Well, so many words, because I can't touch you. If I could sleep with my arms round you, the ink could stay in the bottle. We could be chaste together just as we can fuck together. But we have to be separate for a while, and I suppose it is really the wiser way. If only one were sure.
哦,不觉已是滔滔千言,只因我无法触碰到你。如果我能够拥你在怀,同入梦乡,墨水就可以安然留在瓶中。我们能够共守贞洁,就如同我们能够共享性爱一般。但我们不得不暂时分别,而这似乎也是更明智的选择。只要彼此能够坚守信念。
Never mind, never mind, we won't get worked up. We really trust in the little flame, and in the unnamed god that shields it from being blown out. There's so much of you here with me, really, that it's a pity you aren't all here.
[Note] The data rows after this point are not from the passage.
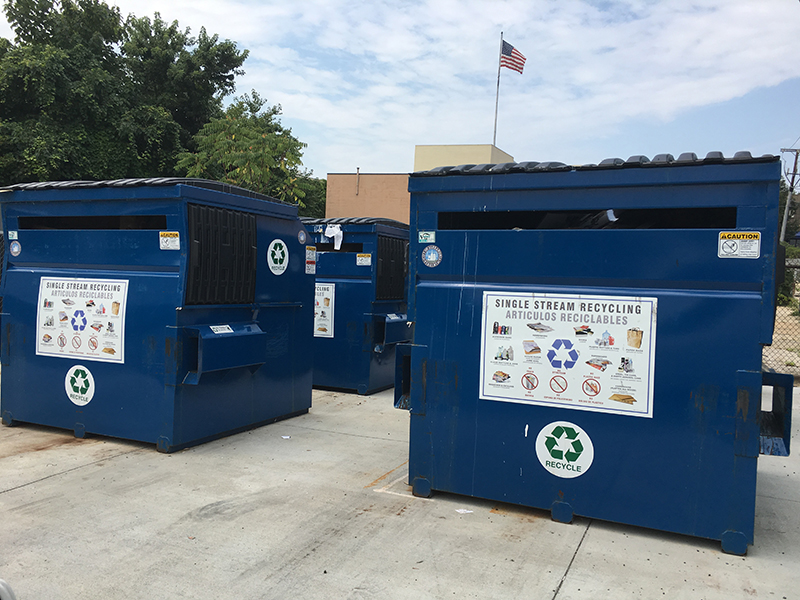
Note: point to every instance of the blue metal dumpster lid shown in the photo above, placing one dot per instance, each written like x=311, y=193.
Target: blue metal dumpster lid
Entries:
x=353, y=221
x=140, y=182
x=634, y=162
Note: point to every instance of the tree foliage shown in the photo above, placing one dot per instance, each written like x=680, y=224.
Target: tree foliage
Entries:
x=84, y=95
x=250, y=148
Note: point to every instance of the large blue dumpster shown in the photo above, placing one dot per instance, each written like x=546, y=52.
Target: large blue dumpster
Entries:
x=170, y=311
x=360, y=306
x=588, y=340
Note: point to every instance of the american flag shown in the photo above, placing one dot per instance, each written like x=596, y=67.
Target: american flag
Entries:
x=511, y=57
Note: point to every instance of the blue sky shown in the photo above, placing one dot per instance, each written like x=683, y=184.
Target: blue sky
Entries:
x=363, y=82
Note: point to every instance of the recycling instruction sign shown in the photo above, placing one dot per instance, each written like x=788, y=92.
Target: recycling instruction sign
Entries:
x=564, y=449
x=82, y=319
x=581, y=352
x=79, y=385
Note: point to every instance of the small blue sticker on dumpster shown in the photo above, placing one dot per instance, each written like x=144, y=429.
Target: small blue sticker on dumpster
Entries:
x=432, y=256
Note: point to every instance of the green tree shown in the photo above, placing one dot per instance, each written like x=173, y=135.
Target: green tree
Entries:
x=187, y=76
x=82, y=98
x=250, y=148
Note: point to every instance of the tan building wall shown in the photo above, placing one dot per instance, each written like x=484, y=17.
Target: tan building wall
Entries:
x=428, y=157
x=368, y=195
x=386, y=194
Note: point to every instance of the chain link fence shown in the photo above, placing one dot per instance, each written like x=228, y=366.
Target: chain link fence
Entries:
x=783, y=355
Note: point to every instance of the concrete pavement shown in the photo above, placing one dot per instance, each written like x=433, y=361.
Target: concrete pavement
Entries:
x=317, y=507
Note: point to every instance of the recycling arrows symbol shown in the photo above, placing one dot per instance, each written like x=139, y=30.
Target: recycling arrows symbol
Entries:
x=79, y=381
x=562, y=355
x=78, y=321
x=278, y=254
x=551, y=442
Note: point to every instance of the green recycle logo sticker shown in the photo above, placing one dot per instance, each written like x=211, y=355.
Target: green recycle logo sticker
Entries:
x=79, y=381
x=552, y=443
x=278, y=254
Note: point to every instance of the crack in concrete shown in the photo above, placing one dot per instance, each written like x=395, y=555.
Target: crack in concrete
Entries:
x=569, y=566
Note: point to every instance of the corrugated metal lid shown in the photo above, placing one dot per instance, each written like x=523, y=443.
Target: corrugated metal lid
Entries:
x=208, y=184
x=353, y=221
x=636, y=161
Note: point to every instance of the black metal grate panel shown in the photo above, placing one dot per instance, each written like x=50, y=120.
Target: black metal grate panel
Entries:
x=392, y=268
x=222, y=256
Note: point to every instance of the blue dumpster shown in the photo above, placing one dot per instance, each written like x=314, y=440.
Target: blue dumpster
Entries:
x=360, y=306
x=588, y=340
x=169, y=311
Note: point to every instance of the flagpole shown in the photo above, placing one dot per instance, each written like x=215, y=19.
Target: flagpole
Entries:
x=497, y=98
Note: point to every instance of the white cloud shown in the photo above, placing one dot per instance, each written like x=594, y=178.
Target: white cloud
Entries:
x=362, y=82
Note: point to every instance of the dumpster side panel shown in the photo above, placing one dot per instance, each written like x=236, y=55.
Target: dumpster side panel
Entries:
x=686, y=465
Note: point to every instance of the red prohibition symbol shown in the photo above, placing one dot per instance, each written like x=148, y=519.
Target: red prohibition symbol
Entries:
x=558, y=384
x=591, y=387
x=530, y=381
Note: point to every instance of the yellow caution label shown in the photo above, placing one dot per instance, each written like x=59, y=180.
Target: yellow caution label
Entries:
x=740, y=235
x=739, y=244
x=169, y=240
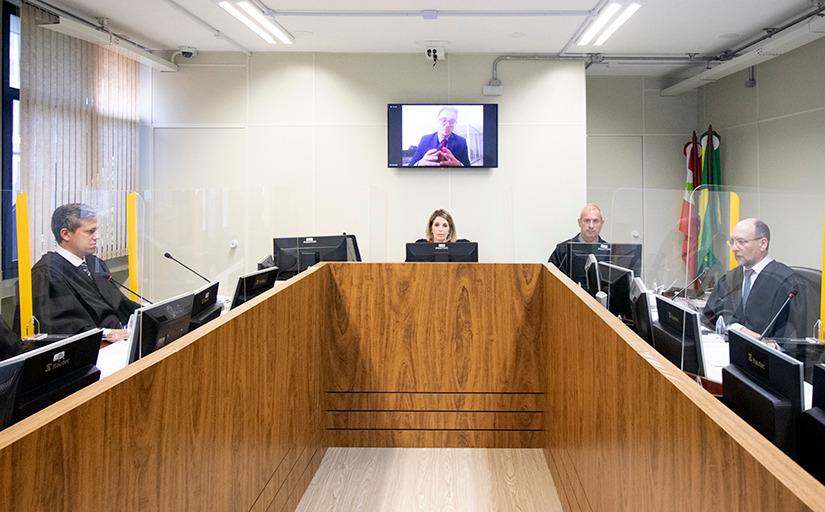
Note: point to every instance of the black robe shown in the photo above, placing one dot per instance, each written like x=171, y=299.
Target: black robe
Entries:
x=67, y=301
x=768, y=292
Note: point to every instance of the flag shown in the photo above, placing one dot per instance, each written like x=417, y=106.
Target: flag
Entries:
x=710, y=210
x=689, y=220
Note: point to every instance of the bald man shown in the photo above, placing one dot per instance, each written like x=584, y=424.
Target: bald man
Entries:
x=749, y=296
x=590, y=225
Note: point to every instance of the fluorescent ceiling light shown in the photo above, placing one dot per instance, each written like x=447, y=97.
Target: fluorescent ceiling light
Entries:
x=617, y=23
x=604, y=16
x=269, y=24
x=251, y=25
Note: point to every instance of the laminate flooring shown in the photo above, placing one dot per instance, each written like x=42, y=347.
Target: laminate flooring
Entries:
x=431, y=479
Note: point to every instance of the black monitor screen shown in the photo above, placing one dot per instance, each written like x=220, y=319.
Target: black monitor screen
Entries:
x=295, y=254
x=677, y=336
x=442, y=135
x=616, y=281
x=764, y=387
x=449, y=252
x=253, y=284
x=159, y=324
x=205, y=306
x=40, y=377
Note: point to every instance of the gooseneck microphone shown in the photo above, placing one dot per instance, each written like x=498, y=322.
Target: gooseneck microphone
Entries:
x=791, y=295
x=167, y=255
x=683, y=290
x=111, y=279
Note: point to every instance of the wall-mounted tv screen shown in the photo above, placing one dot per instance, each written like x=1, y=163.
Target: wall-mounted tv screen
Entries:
x=442, y=135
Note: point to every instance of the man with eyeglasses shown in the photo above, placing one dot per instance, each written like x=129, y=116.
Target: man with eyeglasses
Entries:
x=443, y=148
x=590, y=226
x=749, y=296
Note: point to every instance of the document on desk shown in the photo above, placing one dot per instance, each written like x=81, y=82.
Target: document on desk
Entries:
x=112, y=358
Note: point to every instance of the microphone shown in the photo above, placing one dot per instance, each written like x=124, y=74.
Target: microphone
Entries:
x=167, y=255
x=791, y=295
x=700, y=276
x=111, y=279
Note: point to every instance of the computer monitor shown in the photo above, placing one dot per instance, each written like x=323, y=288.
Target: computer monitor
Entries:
x=35, y=379
x=253, y=284
x=641, y=311
x=764, y=387
x=616, y=281
x=591, y=272
x=205, y=306
x=809, y=443
x=624, y=255
x=267, y=261
x=677, y=336
x=159, y=324
x=295, y=254
x=577, y=256
x=441, y=253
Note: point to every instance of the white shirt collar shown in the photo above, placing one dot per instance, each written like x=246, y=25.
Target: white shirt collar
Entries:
x=759, y=267
x=70, y=257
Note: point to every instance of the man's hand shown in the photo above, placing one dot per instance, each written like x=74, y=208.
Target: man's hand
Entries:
x=447, y=158
x=430, y=159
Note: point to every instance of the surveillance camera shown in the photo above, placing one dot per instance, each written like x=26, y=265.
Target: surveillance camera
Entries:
x=434, y=54
x=187, y=52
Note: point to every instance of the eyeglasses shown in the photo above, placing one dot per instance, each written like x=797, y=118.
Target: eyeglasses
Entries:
x=740, y=242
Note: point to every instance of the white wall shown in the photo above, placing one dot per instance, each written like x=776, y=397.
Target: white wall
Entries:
x=635, y=167
x=295, y=144
x=772, y=148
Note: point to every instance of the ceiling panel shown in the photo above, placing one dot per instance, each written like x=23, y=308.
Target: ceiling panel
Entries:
x=659, y=27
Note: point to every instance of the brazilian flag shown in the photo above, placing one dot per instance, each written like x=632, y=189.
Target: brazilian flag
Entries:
x=710, y=209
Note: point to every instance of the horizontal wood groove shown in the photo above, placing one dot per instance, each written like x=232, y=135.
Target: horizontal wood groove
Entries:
x=470, y=420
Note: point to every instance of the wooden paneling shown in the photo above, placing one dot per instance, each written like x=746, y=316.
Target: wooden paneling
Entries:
x=435, y=420
x=628, y=431
x=436, y=438
x=430, y=327
x=419, y=353
x=227, y=418
x=524, y=402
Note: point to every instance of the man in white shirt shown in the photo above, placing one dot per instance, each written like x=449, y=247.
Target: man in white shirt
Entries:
x=72, y=288
x=748, y=297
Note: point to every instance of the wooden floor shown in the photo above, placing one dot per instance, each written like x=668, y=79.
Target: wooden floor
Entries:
x=431, y=479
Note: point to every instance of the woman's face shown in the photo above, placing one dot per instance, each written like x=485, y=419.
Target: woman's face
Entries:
x=441, y=230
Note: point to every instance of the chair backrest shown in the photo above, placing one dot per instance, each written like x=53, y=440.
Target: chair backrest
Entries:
x=812, y=280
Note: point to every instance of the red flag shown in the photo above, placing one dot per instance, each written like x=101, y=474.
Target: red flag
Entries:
x=689, y=220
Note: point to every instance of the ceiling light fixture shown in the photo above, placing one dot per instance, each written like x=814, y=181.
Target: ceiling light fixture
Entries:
x=605, y=15
x=629, y=11
x=262, y=24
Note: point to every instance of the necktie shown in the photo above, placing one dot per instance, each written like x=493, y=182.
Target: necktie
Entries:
x=85, y=269
x=746, y=287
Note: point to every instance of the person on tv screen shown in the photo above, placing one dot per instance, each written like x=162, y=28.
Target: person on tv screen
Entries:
x=72, y=290
x=440, y=229
x=590, y=225
x=748, y=297
x=442, y=148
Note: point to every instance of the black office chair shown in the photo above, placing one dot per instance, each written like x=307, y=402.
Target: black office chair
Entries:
x=811, y=279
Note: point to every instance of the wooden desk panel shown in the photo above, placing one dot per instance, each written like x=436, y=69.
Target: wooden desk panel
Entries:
x=628, y=431
x=435, y=355
x=226, y=418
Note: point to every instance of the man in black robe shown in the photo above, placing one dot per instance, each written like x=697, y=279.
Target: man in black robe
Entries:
x=590, y=225
x=749, y=296
x=71, y=287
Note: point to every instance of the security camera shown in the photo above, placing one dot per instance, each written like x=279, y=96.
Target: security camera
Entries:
x=187, y=52
x=434, y=54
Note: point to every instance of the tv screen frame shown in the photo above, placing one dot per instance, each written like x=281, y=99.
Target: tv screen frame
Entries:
x=473, y=140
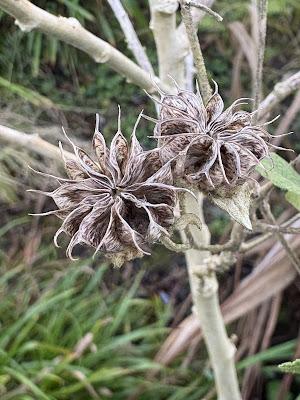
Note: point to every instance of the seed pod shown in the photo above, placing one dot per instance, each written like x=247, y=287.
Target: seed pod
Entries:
x=216, y=149
x=118, y=204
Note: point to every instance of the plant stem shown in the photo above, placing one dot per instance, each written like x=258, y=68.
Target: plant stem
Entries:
x=261, y=6
x=203, y=282
x=191, y=31
x=204, y=288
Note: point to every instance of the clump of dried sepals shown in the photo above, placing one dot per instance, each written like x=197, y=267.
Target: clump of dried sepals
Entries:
x=216, y=149
x=120, y=203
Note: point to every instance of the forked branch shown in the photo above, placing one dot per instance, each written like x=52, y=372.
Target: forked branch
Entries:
x=69, y=30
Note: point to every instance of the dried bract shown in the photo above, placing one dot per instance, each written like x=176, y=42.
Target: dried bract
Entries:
x=120, y=203
x=217, y=148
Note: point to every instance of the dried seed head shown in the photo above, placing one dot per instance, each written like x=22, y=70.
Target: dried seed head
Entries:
x=120, y=203
x=216, y=148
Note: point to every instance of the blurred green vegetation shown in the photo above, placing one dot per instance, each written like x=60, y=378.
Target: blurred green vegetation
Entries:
x=49, y=304
x=81, y=331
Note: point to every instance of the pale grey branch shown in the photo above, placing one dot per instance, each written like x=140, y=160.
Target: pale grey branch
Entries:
x=132, y=39
x=29, y=17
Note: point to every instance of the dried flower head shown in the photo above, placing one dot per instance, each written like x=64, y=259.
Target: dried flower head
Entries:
x=218, y=148
x=120, y=203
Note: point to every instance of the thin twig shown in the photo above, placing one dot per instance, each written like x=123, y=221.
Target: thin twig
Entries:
x=262, y=6
x=280, y=92
x=132, y=39
x=196, y=50
x=69, y=30
x=205, y=9
x=267, y=213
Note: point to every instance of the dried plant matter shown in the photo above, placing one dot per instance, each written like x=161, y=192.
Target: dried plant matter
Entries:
x=119, y=204
x=217, y=148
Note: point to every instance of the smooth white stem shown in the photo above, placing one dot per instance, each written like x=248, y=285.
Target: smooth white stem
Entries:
x=261, y=7
x=204, y=288
x=69, y=30
x=132, y=39
x=163, y=25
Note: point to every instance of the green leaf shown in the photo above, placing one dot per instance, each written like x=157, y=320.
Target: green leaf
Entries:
x=280, y=173
x=237, y=205
x=294, y=199
x=292, y=367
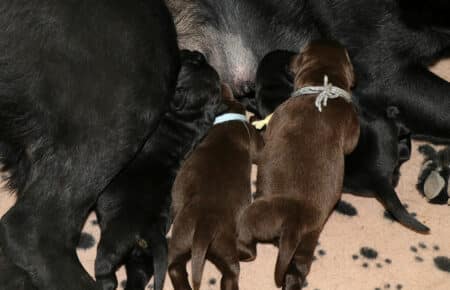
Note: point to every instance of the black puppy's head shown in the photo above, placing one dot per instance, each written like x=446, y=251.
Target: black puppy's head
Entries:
x=198, y=91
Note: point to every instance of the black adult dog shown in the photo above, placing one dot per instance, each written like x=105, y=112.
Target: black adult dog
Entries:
x=134, y=210
x=390, y=42
x=83, y=85
x=372, y=169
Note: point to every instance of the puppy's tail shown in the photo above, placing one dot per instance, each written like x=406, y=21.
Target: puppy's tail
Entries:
x=289, y=240
x=204, y=234
x=389, y=198
x=160, y=259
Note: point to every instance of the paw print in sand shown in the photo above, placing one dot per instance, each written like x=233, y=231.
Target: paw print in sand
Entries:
x=421, y=250
x=369, y=257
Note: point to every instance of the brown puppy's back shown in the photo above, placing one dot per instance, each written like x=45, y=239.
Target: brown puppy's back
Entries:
x=210, y=192
x=301, y=167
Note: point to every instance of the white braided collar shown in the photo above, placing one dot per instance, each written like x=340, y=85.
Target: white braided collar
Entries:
x=327, y=91
x=228, y=117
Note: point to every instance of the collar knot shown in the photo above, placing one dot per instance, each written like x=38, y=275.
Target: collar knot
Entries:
x=325, y=92
x=228, y=117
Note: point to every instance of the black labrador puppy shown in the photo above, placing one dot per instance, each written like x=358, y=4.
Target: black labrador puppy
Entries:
x=372, y=169
x=83, y=85
x=390, y=42
x=134, y=209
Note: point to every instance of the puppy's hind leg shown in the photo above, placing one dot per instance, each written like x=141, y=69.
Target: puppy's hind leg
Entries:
x=148, y=258
x=258, y=222
x=301, y=263
x=12, y=277
x=139, y=268
x=114, y=244
x=180, y=250
x=225, y=257
x=178, y=274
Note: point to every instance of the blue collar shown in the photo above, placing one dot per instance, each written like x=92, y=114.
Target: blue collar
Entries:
x=229, y=117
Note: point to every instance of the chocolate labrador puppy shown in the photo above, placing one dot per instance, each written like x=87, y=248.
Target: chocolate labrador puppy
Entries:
x=209, y=194
x=133, y=211
x=372, y=169
x=301, y=168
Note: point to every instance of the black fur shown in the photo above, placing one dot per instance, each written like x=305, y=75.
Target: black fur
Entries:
x=390, y=42
x=384, y=143
x=82, y=86
x=133, y=212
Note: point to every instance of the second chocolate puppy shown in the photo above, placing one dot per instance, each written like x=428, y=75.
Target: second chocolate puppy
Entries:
x=210, y=192
x=301, y=168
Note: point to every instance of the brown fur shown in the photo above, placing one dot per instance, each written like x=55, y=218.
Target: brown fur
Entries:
x=210, y=192
x=301, y=167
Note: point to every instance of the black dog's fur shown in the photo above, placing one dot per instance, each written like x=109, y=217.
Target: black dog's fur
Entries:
x=82, y=86
x=384, y=142
x=390, y=42
x=134, y=210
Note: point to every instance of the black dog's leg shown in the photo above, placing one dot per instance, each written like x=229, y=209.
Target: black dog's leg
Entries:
x=39, y=235
x=40, y=232
x=139, y=268
x=422, y=98
x=387, y=195
x=12, y=277
x=149, y=257
x=115, y=243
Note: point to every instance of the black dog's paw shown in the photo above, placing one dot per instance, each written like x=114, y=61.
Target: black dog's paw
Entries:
x=192, y=56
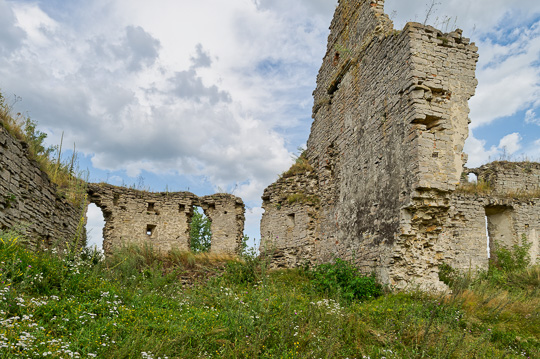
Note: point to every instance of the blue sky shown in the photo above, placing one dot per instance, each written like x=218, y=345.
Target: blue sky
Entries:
x=215, y=95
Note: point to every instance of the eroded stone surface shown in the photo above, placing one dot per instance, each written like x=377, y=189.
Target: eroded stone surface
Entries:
x=29, y=200
x=162, y=219
x=390, y=122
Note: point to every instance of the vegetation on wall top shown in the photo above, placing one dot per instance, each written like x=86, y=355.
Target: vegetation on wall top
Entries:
x=65, y=174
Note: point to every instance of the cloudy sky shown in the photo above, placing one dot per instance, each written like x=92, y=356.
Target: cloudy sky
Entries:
x=213, y=95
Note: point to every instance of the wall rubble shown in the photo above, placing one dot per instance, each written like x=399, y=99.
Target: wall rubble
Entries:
x=163, y=219
x=386, y=144
x=29, y=200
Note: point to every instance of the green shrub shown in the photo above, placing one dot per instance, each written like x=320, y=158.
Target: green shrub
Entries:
x=343, y=279
x=514, y=259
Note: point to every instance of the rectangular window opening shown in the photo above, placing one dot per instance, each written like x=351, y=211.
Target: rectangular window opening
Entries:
x=291, y=220
x=150, y=229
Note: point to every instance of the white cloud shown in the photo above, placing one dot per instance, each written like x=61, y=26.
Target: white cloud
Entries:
x=162, y=91
x=478, y=154
x=510, y=144
x=530, y=117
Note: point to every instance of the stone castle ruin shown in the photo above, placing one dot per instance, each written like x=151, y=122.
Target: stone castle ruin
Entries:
x=163, y=219
x=381, y=180
x=30, y=202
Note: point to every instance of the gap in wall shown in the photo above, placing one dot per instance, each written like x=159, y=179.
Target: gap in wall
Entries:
x=94, y=227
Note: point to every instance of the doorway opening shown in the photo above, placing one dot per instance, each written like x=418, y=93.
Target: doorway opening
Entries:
x=200, y=232
x=94, y=227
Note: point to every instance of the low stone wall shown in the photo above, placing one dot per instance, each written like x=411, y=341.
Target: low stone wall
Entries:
x=162, y=219
x=29, y=201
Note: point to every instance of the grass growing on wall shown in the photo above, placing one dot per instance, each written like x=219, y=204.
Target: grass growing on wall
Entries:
x=133, y=305
x=71, y=181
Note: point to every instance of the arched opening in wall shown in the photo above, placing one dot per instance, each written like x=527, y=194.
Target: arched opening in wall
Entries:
x=472, y=178
x=499, y=228
x=94, y=227
x=200, y=233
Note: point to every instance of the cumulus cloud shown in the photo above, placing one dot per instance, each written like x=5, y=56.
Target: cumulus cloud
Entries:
x=510, y=144
x=140, y=47
x=478, y=154
x=161, y=91
x=531, y=117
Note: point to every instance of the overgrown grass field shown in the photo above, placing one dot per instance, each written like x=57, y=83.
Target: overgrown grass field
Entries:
x=139, y=304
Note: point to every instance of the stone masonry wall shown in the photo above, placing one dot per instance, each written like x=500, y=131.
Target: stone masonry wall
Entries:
x=162, y=219
x=390, y=121
x=29, y=201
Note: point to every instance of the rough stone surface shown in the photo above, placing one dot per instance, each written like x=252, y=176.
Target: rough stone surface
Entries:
x=162, y=219
x=29, y=200
x=390, y=122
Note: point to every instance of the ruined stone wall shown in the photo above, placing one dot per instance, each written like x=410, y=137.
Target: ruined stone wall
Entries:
x=390, y=120
x=162, y=219
x=29, y=200
x=504, y=207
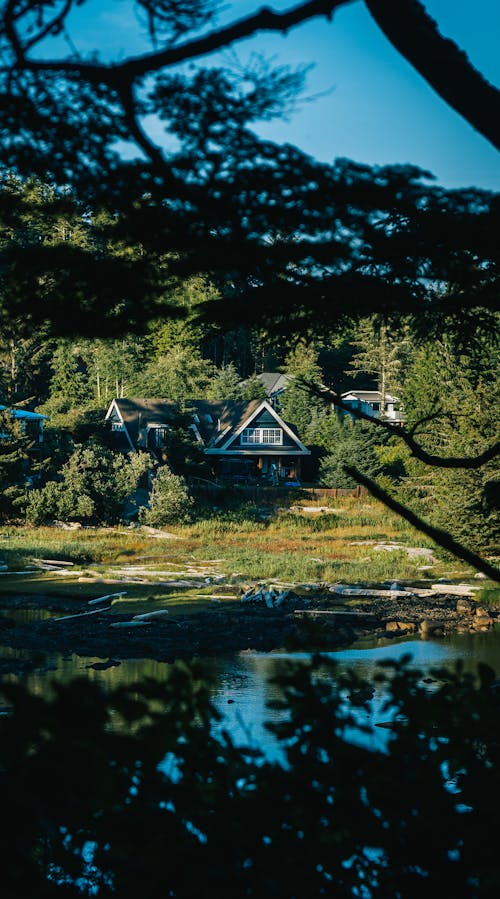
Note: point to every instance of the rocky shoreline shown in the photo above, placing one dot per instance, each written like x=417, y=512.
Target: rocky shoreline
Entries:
x=314, y=617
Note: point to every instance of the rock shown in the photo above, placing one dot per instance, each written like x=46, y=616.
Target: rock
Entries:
x=430, y=628
x=151, y=616
x=398, y=627
x=465, y=607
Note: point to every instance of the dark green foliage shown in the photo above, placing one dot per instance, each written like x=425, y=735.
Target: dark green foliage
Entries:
x=140, y=792
x=169, y=501
x=350, y=443
x=15, y=445
x=92, y=487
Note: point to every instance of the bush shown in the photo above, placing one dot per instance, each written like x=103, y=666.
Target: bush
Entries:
x=93, y=487
x=170, y=501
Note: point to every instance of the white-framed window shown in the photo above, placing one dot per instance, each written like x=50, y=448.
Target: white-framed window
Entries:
x=160, y=435
x=262, y=435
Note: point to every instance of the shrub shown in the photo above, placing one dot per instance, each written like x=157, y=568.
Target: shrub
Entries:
x=170, y=501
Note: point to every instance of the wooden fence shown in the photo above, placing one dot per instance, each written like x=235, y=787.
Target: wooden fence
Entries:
x=265, y=493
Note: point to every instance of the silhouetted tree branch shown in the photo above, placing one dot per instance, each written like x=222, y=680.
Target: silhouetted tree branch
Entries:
x=416, y=448
x=440, y=537
x=441, y=62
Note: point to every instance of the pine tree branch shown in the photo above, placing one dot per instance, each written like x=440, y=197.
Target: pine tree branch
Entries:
x=442, y=538
x=265, y=19
x=407, y=436
x=444, y=66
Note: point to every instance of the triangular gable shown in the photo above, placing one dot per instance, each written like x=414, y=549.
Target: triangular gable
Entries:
x=247, y=422
x=114, y=414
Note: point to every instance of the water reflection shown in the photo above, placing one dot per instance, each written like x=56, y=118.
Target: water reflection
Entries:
x=244, y=685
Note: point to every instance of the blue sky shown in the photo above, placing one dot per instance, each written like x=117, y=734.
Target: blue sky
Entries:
x=370, y=105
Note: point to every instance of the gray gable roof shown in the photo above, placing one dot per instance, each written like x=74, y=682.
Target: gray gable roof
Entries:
x=215, y=422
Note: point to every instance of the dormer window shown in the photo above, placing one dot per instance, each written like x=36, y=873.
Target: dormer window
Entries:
x=272, y=436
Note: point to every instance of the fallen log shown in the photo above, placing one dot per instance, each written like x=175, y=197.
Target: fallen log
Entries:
x=106, y=598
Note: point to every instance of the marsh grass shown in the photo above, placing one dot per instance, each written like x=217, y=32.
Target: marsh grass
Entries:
x=293, y=547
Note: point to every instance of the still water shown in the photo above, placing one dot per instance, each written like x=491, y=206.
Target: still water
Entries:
x=243, y=682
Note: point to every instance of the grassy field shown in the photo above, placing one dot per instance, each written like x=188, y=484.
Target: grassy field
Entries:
x=354, y=541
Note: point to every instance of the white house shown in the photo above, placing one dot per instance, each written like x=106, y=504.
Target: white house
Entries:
x=372, y=403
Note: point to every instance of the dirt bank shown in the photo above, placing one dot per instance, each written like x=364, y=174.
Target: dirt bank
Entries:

没关系,没关系,我们都不必烦忧。只要坚信那小小的爱火能得到那无名神祗的庇佑而永不熄灭。我的心中总能幻化出无数你的影像,但在现实世界,你却不在我的身边,这实在是件憾事。
Never mind about Sir Clifford. If you don't hear anything from him, never mind. He can't really do anything to you. Wait, he will want to get rid of you at last, to cast you out. And if he doesn't, we'll manage to keep clear of him. But he will. In the end he will want to spew you out as the abominable thing.
不用在意克利福德爵士。如果你并未听闻他的消息,那就无需着急。他并不会伤害于你。耐心等待,他终要将你摆脱,把你抛弃。如果他不那样做,我们也有办法远离他的纠缠。但他会想清楚的。最终,他会把你从脏腑中吐出,像摆脱某种可恶的东西。
Now I can't even leave off writing to you.
现在,我甚至已经写到无法停笔。
But a great deal of us is together, and we can but abide by it, and steer our courses to meet soon. John Thomas says goodnight to Lady Jane, a little droopingly, but with a hopeful heart.
但我们的心始终连在一起,只要坚持到底,彼此命运的航路便会很快再度交汇。约翰·托马斯跟简夫人道晚安,虽然他有点情绪低落地垂着头,但心中却满怀希望。